In his keynote address at the annual conference of the International Consumer Product Health & Safety Organization (ICPHSO), Acting Chairman Adler announced that the agency had recently started posting what it calls “letters of advice” (commonly referred to as LOAs) to its website. You can see this new page on the agency’s website by clicking here. The CPSC’s website states the LOAs listed are limited to those where the Commission has received a response from a company confirming the violation and the agency is satisfied with the company’s voluntary corrective action to remedy the violation.

As described in CPSC’s regulated products handbook, a letter of advice is a notification to a manufacturer, importer, distributor, or retailer from the CPSC that states the agency has determined a product manufactured, imported distributed and/or sold by a company violates a specific CPSC enforced statute, rule, standard, ban, or regulation. The letter also advises companies of the nature of the “necessary corrective action,” usually in the form of a request to correct future production; to stop sale and correct future production; or to conduct a full consumer recall, stop sale, and correct future production.

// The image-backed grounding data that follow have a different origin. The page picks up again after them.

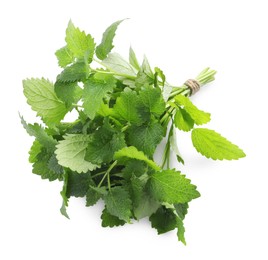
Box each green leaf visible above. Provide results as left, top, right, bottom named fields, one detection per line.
left=148, top=169, right=200, bottom=204
left=127, top=121, right=164, bottom=157
left=66, top=171, right=92, bottom=198
left=177, top=219, right=186, bottom=245
left=174, top=107, right=194, bottom=132
left=55, top=46, right=74, bottom=68
left=174, top=203, right=188, bottom=245
left=114, top=146, right=161, bottom=171
left=85, top=120, right=126, bottom=164
left=96, top=19, right=125, bottom=60
left=20, top=116, right=57, bottom=152
left=60, top=171, right=70, bottom=219
left=129, top=46, right=140, bottom=70
left=101, top=207, right=126, bottom=227
left=32, top=149, right=63, bottom=181
left=135, top=57, right=154, bottom=88
left=149, top=206, right=178, bottom=234
left=191, top=128, right=246, bottom=160
left=86, top=185, right=101, bottom=206
left=139, top=86, right=166, bottom=117
left=47, top=154, right=64, bottom=174
left=154, top=67, right=166, bottom=86
left=174, top=203, right=188, bottom=220
left=122, top=160, right=147, bottom=179
left=65, top=20, right=95, bottom=61
left=129, top=176, right=159, bottom=219
left=102, top=53, right=136, bottom=77
left=112, top=88, right=143, bottom=124
left=56, top=61, right=90, bottom=83
left=55, top=134, right=99, bottom=173
left=174, top=95, right=211, bottom=125
left=55, top=82, right=82, bottom=109
left=103, top=186, right=132, bottom=222
left=29, top=140, right=42, bottom=163
left=141, top=56, right=154, bottom=78
left=23, top=78, right=68, bottom=126
left=82, top=73, right=116, bottom=119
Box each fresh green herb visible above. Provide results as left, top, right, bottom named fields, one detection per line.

The agency is not currently posting actual copies of the letters to CPSC.gov. Instead, the website contains a downloadable grid that lists the following information about each company and the product alleged to violate a CPSC statute or regulation: 

  •  Company Name
  • Company Address
  • Product Name
  • Model Information (if applicable)
  • Primary Violation
  • Remedial Action Requested
  • Country of Manufacture
  • Name of Foreign Manufacturer (if applicable)
  • Date of Issuance

The CPSC has previously released this information publicly, but it was only released once a year in the agency’s Annual Report to Congress and the President. The agency has also recently started listing violations found at the ports in a quarterly “port surveillance news” press release. However, the new policy announced by Acting Chairman Adler marks the first time the agency has publicly posted a frequently updated list of LOAs on its website. The most recent letters on the website were issued just one month ago and it was last updated just two weeks ago. The LOAs only date back to October of 2012.

The limitation of the LOAs being posted  to those where a company and the CPSC have reached an agreement does give some breathing room to companies and counsel who wish to appeal an LOA and present evidence to the agency that their product does not violate a CPSC-enforced statute or regulation. Moving forward, companies should be aware that the company and product information contained in an LOA will be publicly posted on CPSC.gov relatively quickly after resolution of the violation with the CPSC instead of only being published in the annual report along with hundreds of other LOAs.